Like Bryant, Gasol had never been to a Premier League game before Sunday.
The passion for the sport has rubbed off on other players in the locker room.
“I’m just getting into soccer,” Shannon Brown said. “My teammates have, slowly but surely, dragged me into this soccer thing.”
Brown added that former Lakers Adam Morrison and Jordan Farmar were also big fans.
London’s Lack of Professional Basketball
When the two teams from the best professional basketball league in the world finish their visit Tuesday, the city of London will be without a pro basketball team. The PAWS London Capital team, which played in the British Basketball League, was ousted from the BBL in May because of poor performance.
“They struggled on a good day to have 100 people in their building,” said Mark Woods, editor of MVP Ultimate Basketball magazine and creator of Britball.com. “You think it’s the biggest city in the UK, there are 10 million people here, it is probably the hotbed of basketball as such if there is one in the UK but, because London is so big and the city is so spaced out, it’s very hard for one team in one corner of the city [to succeed]. But, when you’re playing in a horrible venue and you’re playing with no budget whatsoever, it’s really hard to do.”
Having a pro basketball presence in London would likely improve the UK's chances of receiving a complimentary invitation to compete in men’s basketball in the 2012 Olympics, when London will be the host city.
“[The BBL] knows to build the sport, they need fans and they need London and that’s why the NBA is here,” Woods said. “They want that kind of legacy and it’s something they’re very conscious that they’re going to have to address to get at least one pro team if not two or three pro teams playing in London.

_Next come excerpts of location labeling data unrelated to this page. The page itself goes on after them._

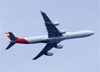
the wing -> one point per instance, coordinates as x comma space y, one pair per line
45, 50
51, 29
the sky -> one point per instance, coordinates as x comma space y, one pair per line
23, 18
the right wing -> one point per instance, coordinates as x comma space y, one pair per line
45, 50
51, 29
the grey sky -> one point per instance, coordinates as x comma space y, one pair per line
23, 18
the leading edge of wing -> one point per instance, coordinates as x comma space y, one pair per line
44, 50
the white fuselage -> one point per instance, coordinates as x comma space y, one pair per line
67, 35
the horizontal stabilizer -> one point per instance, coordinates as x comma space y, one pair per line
10, 45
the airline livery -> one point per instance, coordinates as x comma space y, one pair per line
54, 37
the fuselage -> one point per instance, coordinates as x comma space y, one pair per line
46, 39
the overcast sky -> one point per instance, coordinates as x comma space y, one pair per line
23, 18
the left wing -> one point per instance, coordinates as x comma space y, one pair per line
45, 50
51, 29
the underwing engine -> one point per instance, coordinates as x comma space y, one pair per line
49, 53
59, 46
56, 23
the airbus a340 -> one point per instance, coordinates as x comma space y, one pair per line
54, 37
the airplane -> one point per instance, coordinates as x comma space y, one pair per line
54, 37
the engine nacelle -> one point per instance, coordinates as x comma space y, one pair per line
62, 31
56, 23
49, 53
59, 46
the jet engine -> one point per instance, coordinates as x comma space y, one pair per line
49, 53
59, 46
56, 23
62, 31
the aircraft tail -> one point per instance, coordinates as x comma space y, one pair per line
11, 36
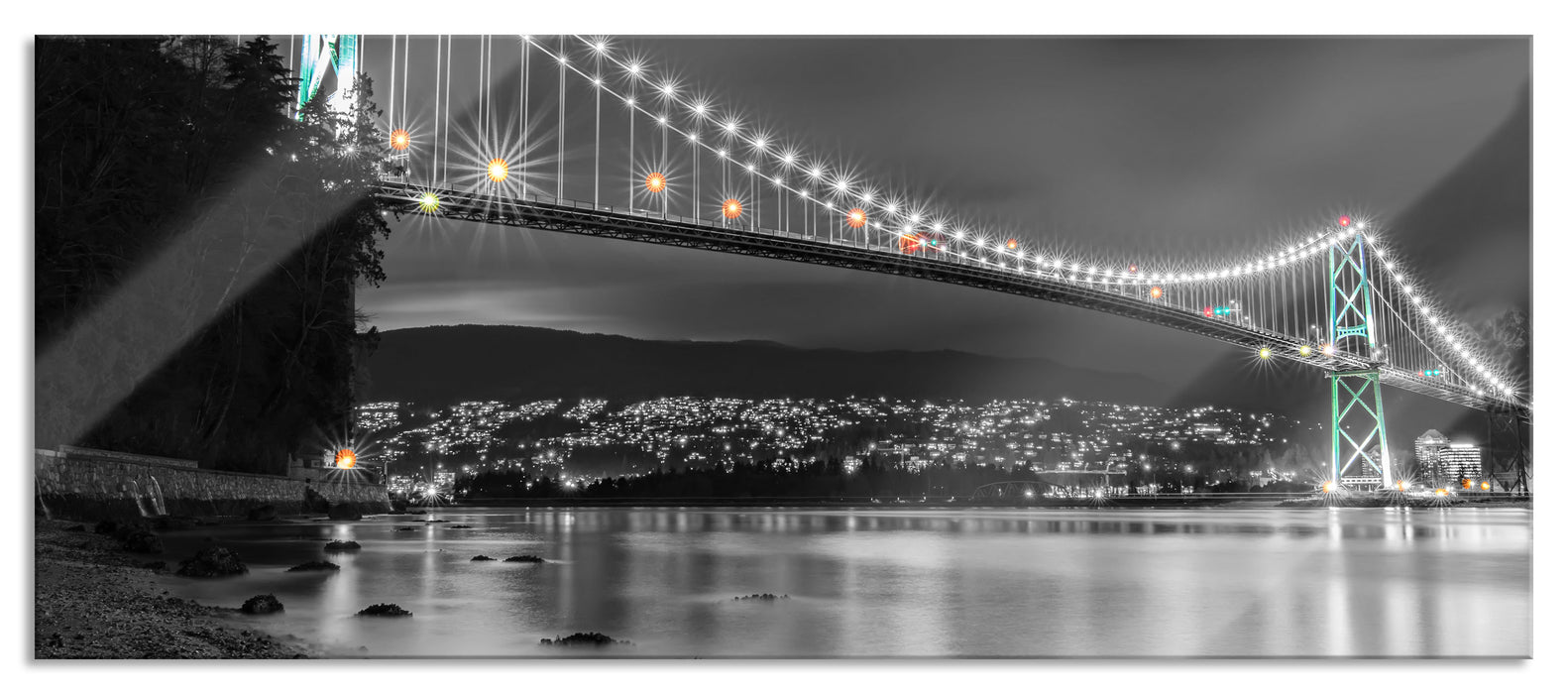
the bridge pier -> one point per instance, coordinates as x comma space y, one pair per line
1358, 422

“The big question right now is whether Great Britain actually goes to the Olympics. [The Olympic committee] will not confirm that [yet] and it’s not by qualifications strictly. FIBA has it in their gift next March to say, ‘You’re in,’ but what they’re demanding right now is the standard of the game here is raised. They look at the old system which clearly hasn’t worked professionally or grassroots. Rip it up and start it again. If they don’t get those assurances, then basically they have said, ‘We may not let you in automatically,’ and failing that, they’ll just have to qualify through EuroBasket next summer.”
Mastering the Triangle
While the Lakers look at this year’s training camp as one big classroom to teach the five new players on the team the triangle system, the learning curve is even more challenging for the Timberwolves. Minnesota has eight new players from last season and run a variation of the triangle offense that Los Angeles does under former Lakers assistant coach Kurt Rambis.
“There are two basic ways that you run the triangle; there’s a two-guard front and a one-guard front,” said Timberwolves assistant coach Reggie Theus. “We run the one-guard front. The two-guard front is much more complicated, it has many, many, many more options than the one-guard front but yet there are a lot of reads and a lot of cuts and a lot of things you can do off it.”
It is the point guard’s job to know all the permutations and much like Steve Blake is proving to be a quick study for L.A., free-agent signee Luke Ridnour is picking things up in Minnesota.
“The toughest spot on the floor is the point guard because he has to organize the offense, he has to get everybody involved, he has to make sure he’s making the right read from the beginning,” Theus said. “If that doesn’t happen, then everybody is messed up. [Ridnour’s] done a good job. His instincts are good.”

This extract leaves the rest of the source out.